Theaters are one of the most difficult types of buildings to successfully build or redesign, according to Leigh Breslau, a partner at Trahan Architects in New Orleans — the firm behind the Alliance Theatre’s new Coca-Cola Stage. In addition to style and comfort, architects must also consider sight lines, acoustics, actor accommodations and the unique electrical work inherent to light and sound systems, among many, many other things. Here’s our “by the numbers” look at the Alliance Theatre’s new bells and whistles.
$32 million total renovation cost
The $32 million renovation was initially planned to cover the audience seating area and the stage. However, in practice, every part of the theater has received a touch of magic. The basement also includes new administrative offices, including the preexisting sound designer’s office, lockers for the performers’ valuables and a smaller, specialty wardrobe space for use during performance.
“We think it’s going to be quite a remarkable space,” says Bleslau. “Maybe one of the most beautiful performances spaces, when it’s completed, in the country.”
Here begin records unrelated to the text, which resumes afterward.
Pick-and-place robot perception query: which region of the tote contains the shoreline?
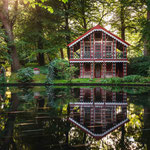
[0,83,150,87]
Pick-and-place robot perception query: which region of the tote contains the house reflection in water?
[69,88,129,140]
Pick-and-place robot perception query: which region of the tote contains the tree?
[143,0,150,56]
[0,0,20,71]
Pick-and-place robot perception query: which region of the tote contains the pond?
[0,86,150,150]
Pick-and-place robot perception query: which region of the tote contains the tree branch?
[11,0,18,26]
770 to 650 seats, moving the audience 15 feet closer to the stage
“[We’ve removed] the perceived barriers between performers and audience,” says Alliance Artistic Director Susan V. Booth. “It’s truly a shared experience . . . we can invite audiences to an experience that places them in a direct dialogue with big, emotional human moments.”
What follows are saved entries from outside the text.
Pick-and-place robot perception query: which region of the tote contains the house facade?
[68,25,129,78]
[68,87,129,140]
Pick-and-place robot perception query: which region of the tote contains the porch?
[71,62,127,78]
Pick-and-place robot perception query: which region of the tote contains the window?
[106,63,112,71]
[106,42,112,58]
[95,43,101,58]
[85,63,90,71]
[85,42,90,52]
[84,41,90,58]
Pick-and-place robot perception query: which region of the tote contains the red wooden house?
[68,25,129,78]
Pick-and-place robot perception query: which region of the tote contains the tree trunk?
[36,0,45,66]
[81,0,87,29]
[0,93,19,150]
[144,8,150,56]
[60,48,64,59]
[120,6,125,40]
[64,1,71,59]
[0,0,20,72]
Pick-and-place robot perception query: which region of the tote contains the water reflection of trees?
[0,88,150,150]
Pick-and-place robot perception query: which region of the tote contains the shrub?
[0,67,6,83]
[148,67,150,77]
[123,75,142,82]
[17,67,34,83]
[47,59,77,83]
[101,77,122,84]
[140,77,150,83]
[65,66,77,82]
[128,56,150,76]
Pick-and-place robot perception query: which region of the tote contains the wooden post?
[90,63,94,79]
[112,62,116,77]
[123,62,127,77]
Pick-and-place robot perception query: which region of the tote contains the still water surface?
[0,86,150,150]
Two sensory-friendly spaces
They’ve added two enclosed rooms on the orchestra level, so those with sound and light sensitivities can watch the show in a controlled environment. This is in addition to the now 40 accessible and companion seats. Even the theater’s outer lobby curves and slopes, aiding the accessibility and echoing the fluid aesthetic of the interior space.
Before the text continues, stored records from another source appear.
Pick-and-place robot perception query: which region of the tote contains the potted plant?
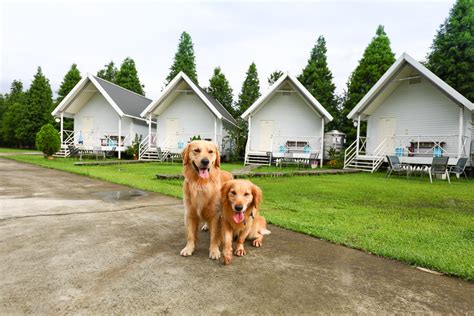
[35,124,61,159]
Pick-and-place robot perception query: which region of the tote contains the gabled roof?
[241,73,333,122]
[51,74,151,120]
[140,71,237,125]
[347,53,474,119]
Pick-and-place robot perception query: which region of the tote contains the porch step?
[53,147,70,158]
[245,153,272,166]
[344,156,380,172]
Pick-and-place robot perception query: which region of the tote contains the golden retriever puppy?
[221,180,270,264]
[181,140,233,259]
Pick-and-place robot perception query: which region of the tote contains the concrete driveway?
[0,159,474,314]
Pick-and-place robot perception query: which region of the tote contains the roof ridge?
[90,75,153,101]
[194,83,236,122]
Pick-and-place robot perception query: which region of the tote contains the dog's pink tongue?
[234,212,244,224]
[199,169,209,179]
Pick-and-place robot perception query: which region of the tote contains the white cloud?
[0,0,454,98]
Five new dressing rooms for performers
Below the stage, the dressing room and actor areas have been completely gutted and updated. Each dressing room opens up into a “green room,” a waiting area, which was originally down the hall and around the corner. The new green room now includes a pantry and two “quiet rooms” for actors to rest between shows or back-to-back rehearsals.
212 wooden panels
The most profound visual change within the theater is the curved wood that surrounds nearly every surface of the seating area. The new look of the Alliance draws its inspiration from several places, including wooden bowls famously created by the Molthroup family of Georgia; Atlanta’s reputation as a “City in a Forest”; and the work of artist Matthias Pliessnig, who worked with Trahan to design the space. Pliessnig, who specializes in steam-bending wood to create furniture and art pieces, worked intimately with Trahan in the creation of the space’s new layout. The wood was sourced from fallen trees in order to reduce waste.